Pietro Paoli (2 March 1759 – 21 February 1839) was an Italian mathematician.

== Life and work ==
Paoli studied in the Jesuit college of his birthplace. In 1774 he went to University of Pisa to study law. In Pisa he graduated in 1778, but he was more interested in physical and mathematical issues.

In 1780 he became professor in the High School of Mantua and in 1782 he was appointed professor in the University of Pavia, where he learned mathematics from Gregorio Fontana.

In 1784 Paoli was appointed to the chair of algebra in the University of Pisa, where he was until 1814. In the meantime he was appointed, also, Regio Consultore Idraulico of the Grand Duchy of Tuscany. During his docent period he had as students some important scientists: Gabrio Piola, Vincenzo Brunacci, Pietro Franchini, Giuliano Frullani, Giovanni Santini or Antonio Bordoni.

In 1814 he became Auditor (Governor) of the University of Pisa and was in charge of the redaction of the new rules of the university.
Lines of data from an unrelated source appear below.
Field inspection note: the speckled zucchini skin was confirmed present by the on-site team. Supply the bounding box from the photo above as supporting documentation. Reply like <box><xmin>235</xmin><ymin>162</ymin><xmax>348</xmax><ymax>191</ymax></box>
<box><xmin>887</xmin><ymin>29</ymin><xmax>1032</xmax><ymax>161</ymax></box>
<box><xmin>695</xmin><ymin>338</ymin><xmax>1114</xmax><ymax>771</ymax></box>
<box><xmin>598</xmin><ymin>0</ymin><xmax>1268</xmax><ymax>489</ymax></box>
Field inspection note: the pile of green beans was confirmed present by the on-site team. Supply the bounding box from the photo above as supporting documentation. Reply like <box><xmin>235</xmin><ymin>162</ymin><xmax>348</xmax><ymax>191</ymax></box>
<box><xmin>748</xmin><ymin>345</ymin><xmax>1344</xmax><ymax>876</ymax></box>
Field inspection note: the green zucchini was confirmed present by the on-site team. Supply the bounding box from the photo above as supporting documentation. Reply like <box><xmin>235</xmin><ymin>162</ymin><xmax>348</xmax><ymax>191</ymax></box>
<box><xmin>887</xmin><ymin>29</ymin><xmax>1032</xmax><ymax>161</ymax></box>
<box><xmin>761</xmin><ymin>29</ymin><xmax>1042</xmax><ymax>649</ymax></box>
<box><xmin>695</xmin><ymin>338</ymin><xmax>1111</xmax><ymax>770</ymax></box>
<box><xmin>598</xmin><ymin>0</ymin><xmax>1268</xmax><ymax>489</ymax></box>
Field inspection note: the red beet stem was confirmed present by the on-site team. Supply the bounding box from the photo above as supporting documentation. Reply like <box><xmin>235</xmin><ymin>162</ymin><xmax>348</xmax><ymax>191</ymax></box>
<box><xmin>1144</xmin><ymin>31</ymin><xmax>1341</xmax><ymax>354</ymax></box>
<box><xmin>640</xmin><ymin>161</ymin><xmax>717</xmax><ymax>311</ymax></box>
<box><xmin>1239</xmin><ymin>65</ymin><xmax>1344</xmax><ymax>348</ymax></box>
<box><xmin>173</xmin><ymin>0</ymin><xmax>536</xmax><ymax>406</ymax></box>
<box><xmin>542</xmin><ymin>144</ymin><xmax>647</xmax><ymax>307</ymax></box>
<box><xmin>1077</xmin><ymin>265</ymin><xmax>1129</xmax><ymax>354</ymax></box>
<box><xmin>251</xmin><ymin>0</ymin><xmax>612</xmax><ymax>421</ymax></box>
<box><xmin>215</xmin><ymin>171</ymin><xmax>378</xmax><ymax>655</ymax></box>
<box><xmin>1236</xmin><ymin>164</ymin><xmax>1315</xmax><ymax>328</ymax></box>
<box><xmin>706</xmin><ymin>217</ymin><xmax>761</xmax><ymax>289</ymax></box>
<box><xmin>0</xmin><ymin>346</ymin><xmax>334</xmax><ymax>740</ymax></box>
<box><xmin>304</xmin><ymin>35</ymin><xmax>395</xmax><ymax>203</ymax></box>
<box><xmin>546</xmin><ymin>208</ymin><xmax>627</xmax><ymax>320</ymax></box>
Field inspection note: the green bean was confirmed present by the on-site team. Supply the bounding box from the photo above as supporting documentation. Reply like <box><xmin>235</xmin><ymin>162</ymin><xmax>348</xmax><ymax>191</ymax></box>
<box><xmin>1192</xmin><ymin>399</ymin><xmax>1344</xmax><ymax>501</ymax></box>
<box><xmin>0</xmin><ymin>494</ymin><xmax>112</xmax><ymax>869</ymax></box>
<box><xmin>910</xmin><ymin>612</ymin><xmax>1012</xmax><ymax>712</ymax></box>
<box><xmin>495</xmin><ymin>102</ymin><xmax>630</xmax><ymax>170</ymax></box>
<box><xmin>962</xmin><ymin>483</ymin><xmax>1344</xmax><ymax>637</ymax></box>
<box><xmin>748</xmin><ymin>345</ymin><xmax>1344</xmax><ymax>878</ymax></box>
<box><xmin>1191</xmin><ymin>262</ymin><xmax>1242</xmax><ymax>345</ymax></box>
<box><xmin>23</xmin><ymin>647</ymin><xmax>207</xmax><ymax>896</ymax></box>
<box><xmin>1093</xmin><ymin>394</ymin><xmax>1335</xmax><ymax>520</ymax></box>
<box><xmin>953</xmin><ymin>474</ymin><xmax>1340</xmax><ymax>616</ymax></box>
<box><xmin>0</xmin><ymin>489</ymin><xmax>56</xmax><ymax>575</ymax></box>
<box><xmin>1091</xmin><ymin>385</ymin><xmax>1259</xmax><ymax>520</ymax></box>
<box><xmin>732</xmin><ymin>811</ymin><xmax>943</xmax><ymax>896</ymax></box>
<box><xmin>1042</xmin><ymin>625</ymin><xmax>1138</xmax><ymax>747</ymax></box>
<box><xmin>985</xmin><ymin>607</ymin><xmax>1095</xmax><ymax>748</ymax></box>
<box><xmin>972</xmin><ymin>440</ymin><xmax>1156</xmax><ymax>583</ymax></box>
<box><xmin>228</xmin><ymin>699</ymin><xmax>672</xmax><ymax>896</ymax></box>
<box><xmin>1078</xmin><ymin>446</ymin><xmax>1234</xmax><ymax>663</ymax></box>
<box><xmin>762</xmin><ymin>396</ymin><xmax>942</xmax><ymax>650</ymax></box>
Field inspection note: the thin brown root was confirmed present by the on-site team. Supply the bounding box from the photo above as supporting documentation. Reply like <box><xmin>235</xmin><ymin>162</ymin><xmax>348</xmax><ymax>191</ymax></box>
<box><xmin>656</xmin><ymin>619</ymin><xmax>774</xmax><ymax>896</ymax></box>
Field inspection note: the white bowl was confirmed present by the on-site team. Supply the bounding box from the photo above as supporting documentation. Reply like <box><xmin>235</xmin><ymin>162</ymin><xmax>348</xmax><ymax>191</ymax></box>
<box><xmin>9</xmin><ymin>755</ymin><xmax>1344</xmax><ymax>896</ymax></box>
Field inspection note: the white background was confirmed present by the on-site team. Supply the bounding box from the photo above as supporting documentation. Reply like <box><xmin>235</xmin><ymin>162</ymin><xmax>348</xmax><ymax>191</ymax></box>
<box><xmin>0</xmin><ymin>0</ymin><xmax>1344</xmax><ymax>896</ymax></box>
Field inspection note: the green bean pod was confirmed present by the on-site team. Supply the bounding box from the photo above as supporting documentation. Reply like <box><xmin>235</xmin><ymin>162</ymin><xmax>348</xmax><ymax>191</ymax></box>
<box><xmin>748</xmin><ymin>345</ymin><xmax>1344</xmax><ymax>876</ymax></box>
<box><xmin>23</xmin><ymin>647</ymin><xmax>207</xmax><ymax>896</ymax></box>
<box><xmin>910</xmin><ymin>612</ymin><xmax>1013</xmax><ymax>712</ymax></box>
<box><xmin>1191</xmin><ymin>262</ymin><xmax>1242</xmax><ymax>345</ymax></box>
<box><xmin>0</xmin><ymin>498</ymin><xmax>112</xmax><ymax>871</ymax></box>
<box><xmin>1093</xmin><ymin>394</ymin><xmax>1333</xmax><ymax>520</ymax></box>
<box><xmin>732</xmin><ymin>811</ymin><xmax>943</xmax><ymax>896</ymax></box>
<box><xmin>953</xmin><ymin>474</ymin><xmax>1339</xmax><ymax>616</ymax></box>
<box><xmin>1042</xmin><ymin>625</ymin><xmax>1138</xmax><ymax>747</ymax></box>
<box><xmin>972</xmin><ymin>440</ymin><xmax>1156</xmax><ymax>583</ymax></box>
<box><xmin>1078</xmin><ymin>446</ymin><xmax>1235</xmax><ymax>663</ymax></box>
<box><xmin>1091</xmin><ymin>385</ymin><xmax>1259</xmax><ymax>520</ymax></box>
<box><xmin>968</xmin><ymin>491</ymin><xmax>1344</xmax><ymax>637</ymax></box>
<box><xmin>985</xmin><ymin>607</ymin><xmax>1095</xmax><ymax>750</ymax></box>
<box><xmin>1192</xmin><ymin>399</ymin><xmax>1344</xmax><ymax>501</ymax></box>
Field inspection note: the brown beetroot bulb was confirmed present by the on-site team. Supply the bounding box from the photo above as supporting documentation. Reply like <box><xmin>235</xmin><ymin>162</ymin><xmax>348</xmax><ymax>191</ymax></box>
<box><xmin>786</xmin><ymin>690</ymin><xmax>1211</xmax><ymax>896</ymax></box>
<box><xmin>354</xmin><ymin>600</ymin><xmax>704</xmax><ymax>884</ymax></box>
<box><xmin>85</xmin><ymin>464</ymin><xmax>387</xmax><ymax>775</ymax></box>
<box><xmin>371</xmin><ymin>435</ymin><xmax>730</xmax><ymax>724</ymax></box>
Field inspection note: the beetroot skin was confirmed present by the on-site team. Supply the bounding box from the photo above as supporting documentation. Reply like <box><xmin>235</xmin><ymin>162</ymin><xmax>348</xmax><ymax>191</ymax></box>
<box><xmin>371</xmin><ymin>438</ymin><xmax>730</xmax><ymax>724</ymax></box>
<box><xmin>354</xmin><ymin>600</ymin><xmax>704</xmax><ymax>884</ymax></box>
From 1816 he lived in Florence because he was named secretary of education of the Grand Duchy. Besides this function, he was named president of the commission in charge of drafting the new cadastre of Tuscany.

He was member of the Società Italiana dei Quaranta from its foundation (1782) and of other Italian scientific academies.

Paoli worked mainly in calculus and his applications to optics and mechanics. In spite of his duties, there are only two works on hydraulics. His main work was Elementi di Algebra in two volumes (1794) which was widely distributed in Italy for many years.